Thursday, French-German TV channel Arte in its “28 minutes” broadcast pondered over unprecedented situation in the North African country with two experts.

President Abdelmadjid Tebboune has been admitted to hospital since last month in Germany after contracting covid-19. His absence according to the media is no different to the situation under former President Abdelaziz Bouteflika who became unable to run state affairs after suffering a stroke in 2013.

“A prolonged absence reminiscent of the Bouteflika presidency when a phantom president ruled the country between two hospitalizations,” the anchor said.

Tebboune assumed office in December last year after winning boycotted elections that followed months of political uncertainty in the wake of Bouteflika’s resignation in April following pressure from the Hirak, a popular revolution that birthed in February last year and which demands complete overhaul of the Algerian regime.

The hospitalized 75-year old leader vowed to break up with the former regime but continued old practices including crackdown on human rights, freedom of expression.

Tebboune’s absence according to the media raises several questions: “Can Algeria achieve its democratic transition?”, “between an absent president, arrests of demonstrators and journalists, has the country really broken with the practices of the Bouteflika regime?”, “Can the opposition, which fights in scattered order, change the game?”.

First guest of the TV program, expert Jean-Pierre Filiu, historian and university lecturer argued that the Hirak suspended in March because of the pandemic, is just beginning because the military is still in control of the country.

“Millions of Algerians will take to the streets when they will be allowed to demonstrate again,” said the author of “Algérie – la nouvelle indépendance” [Algeria – The new independence], an essay published by Le Seuil,

Meriem Amellal, the second guest, who is also France24 reporter and Middle East expert, stressed that nothing has changed under Tebboune and that Algerians have been left to fend for themselves, as under the Bouteflika regime.

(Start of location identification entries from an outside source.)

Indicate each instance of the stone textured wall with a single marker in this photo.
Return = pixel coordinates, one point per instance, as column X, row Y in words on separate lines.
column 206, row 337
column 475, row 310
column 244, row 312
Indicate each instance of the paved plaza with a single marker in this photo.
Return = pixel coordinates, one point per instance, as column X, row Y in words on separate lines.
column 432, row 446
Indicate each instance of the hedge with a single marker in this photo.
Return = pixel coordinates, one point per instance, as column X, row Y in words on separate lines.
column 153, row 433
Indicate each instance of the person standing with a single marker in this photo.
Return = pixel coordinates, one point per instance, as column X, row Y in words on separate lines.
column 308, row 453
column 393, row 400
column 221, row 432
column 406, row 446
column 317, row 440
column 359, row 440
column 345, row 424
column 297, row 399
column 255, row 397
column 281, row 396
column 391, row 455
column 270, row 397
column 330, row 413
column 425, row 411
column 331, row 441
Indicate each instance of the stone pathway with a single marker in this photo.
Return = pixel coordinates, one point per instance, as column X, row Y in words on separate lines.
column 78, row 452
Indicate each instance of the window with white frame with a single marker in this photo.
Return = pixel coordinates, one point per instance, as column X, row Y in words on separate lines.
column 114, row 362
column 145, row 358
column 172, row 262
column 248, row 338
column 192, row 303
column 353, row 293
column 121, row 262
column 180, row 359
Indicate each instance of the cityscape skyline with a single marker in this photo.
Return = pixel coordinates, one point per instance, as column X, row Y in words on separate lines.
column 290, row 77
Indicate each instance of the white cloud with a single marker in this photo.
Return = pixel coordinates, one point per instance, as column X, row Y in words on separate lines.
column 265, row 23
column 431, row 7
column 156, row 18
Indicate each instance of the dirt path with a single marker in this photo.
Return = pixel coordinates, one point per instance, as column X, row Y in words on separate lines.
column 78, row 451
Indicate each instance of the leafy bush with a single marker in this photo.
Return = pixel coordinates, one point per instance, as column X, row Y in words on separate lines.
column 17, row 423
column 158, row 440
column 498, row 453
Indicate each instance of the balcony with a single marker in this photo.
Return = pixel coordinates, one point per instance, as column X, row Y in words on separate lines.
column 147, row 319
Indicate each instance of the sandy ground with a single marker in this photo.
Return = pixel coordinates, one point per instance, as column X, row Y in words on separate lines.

The Algerian army according to the reporter is wielding the sway in Algeria though Tebboune and his entourage control a bit of power. “The army which has been there since independence has power over the presidency,” a situation that the journalist describes as an “endless nightmare” because the military has managed to hold its own to this day.
“The protesters know that change will not happen overnight. This system will not resign overnight to make way for civilians,” she said.

Filiu further charged the Algerian regime. For him, the regime has failed and there is no doubt.

“The comedy no longer holds. The theater of shadows that the regime is trying to project inside and outside has been invalidated in a very calm and serene manner by the Algerians themselves,” he said. “We have these rites from another age which no longer mean anything to Algerians, but which they accept, without pushing them to reactions of violence or despair.”

The Algerian regime is a dying regime, he insisted in reference to deaths or sicknesses of several members of the regime in place for more than two decades. Ahmed Gaïd Salah, former army chief of staff who forced Bouteflika to step down and held the power during transition before Tebboune rose to the country’s top job, died soon after his protégé incumbent President was inaugurated.

Salah’s replacement Saïd Chengriha is reportedly sick and taking health care in Switzerland.

“This means that the system is simply incapable of renewing itself, biologically, intellectually, politically, sociologically. It has exhausted all its resources. It’s a gerontocracy that is reaching the end of its biological cycle,” Filiu stressed.

Algeria’s future for a true democracy is uncertain though there is a great hope. The hope for the university lecturer is the Algerian nation which considers itself as the “sole hero”. The nation encompasses all the energy, all the skills, all the dedication, all the capacity to serve the country and this is precisely what the regime is scuttling, Filiu noted.